Burri makes a pointed statement, the “artist” in him, with his interest in the play of forms and colors, loves confusion, puzzle and mystery. In his pictures we repeatedly find views through, inside or outside that are in someway unsettling. Windows and mirrors play an important role, they double the world: labyrinths for the eyes. The theme of the “picture in the picture” occurs regularly, the world as a stage, everyday life as a stage.
From the exhibition’s brochure
The exhibition gives a chance to know the stories behind some of the photographs. Here is one of them:
New York City, USA, 1998
I was at the top of the Magnum building on Spring Street and this was the building next door. I happened to look out and see those guys: she came out first, took off her clothes, and he started shooting. I became an unwitting, accidental paparazzo.
From Burri’s new publication Impossible Reminiscences
Here you can watch a video where René Burri talks about his colour photography.
More of Burri’s stories, told by himself, you can listen to here.

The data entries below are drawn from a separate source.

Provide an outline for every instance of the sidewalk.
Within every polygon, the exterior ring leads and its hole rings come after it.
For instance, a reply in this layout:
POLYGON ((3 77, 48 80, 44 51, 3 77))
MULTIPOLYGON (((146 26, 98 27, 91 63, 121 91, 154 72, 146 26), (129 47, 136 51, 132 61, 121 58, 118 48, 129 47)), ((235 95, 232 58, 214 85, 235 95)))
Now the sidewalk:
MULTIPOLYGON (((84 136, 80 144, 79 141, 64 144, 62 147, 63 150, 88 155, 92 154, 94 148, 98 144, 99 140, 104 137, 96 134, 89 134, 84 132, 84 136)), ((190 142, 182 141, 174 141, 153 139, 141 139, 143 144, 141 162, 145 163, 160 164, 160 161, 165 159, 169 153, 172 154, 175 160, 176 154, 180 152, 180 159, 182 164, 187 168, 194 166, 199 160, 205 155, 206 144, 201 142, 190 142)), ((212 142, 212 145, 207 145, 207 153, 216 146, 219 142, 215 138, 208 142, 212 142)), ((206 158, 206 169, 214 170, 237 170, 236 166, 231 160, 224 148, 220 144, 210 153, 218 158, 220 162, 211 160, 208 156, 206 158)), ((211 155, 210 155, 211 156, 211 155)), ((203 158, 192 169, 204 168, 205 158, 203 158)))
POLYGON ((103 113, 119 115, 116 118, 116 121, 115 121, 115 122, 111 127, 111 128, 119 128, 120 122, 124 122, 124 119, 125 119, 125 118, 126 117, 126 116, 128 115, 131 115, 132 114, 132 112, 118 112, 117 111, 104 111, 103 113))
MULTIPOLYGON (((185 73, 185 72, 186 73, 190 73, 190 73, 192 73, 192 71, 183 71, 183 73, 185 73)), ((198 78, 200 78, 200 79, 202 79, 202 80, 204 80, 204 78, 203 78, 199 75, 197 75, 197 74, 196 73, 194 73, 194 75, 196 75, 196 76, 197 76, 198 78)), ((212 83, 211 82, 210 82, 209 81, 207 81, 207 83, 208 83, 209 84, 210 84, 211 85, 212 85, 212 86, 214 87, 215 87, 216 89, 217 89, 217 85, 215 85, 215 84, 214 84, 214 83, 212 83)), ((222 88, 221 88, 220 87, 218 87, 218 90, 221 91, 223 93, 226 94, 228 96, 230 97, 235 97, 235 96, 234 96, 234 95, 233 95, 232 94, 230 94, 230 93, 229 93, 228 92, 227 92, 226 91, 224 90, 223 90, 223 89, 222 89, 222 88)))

After the exhibition I spent some time thinking about windows, mirrors, a concept of a “picture in picture”. And I remembered The Buried Mirror by Carlos Fuentes. I’ve chosen some quotes that, in some way, illustrate Burri’s photography.
In tombs surrounding the religious sites of these native peoples (the Olmecs and the Totonacs), mirrors have been found, buried, ostensibly, to guide the dead through the underworld. Concave, opaque, polished, they contain the spark of light in the midst of darkness…
…On this shore are the slate-black pyrite mirrors found at the pyramid of El Tajín, an astonishing site whose name means “lightning”… El Tajín is a mirror of time.
On the other shore, Cervantes’ Knight of the Mirrors does the battle with Don Quixote, attempting to cure him of his madness. The old hidalgo has a mirror in his mind, reflecting everything that he has ever read, which, poor fool, he considers to be the truth.
Nearby, in the Prado Museum of Madrid hangs a painting by Velázquez in which he pictures himself painting what he is actually painting, as if he had created a mirror. But in the very depth of his canvas, yet another mirror reflects the true witnesses of the work of art: you and I.
The Buried Mirror by Carlos Fuentes
The painting he’s talking about here is Las Meninas.
And this is what E.H Gombrich said about Las Meninas in The Story of Art:
What exactly does it all signify? We may never know, but I should like to fancy that Velázquez has arrested a real moment of time long before the invention of the camera.
Another painter I couldn’t resist thinking about was Johannes Vermeer. In the chapter The Mirror of Nature (The Story of Art) Gombrich writes:
Like a photographer who deliberately softens the strong contrasts of the picture without blurring the forms, Vermeer mellowed the outlines and yet retains the effect of solidity and firmness. It is a strange and unique combination of mellowness and precision which makes his best paintings so unforgettable. They make us see the quiet beauty of a simple scene with fresh eyes and give us an idea of what the light flooding through the window and heightening the colour of a piece of cloth.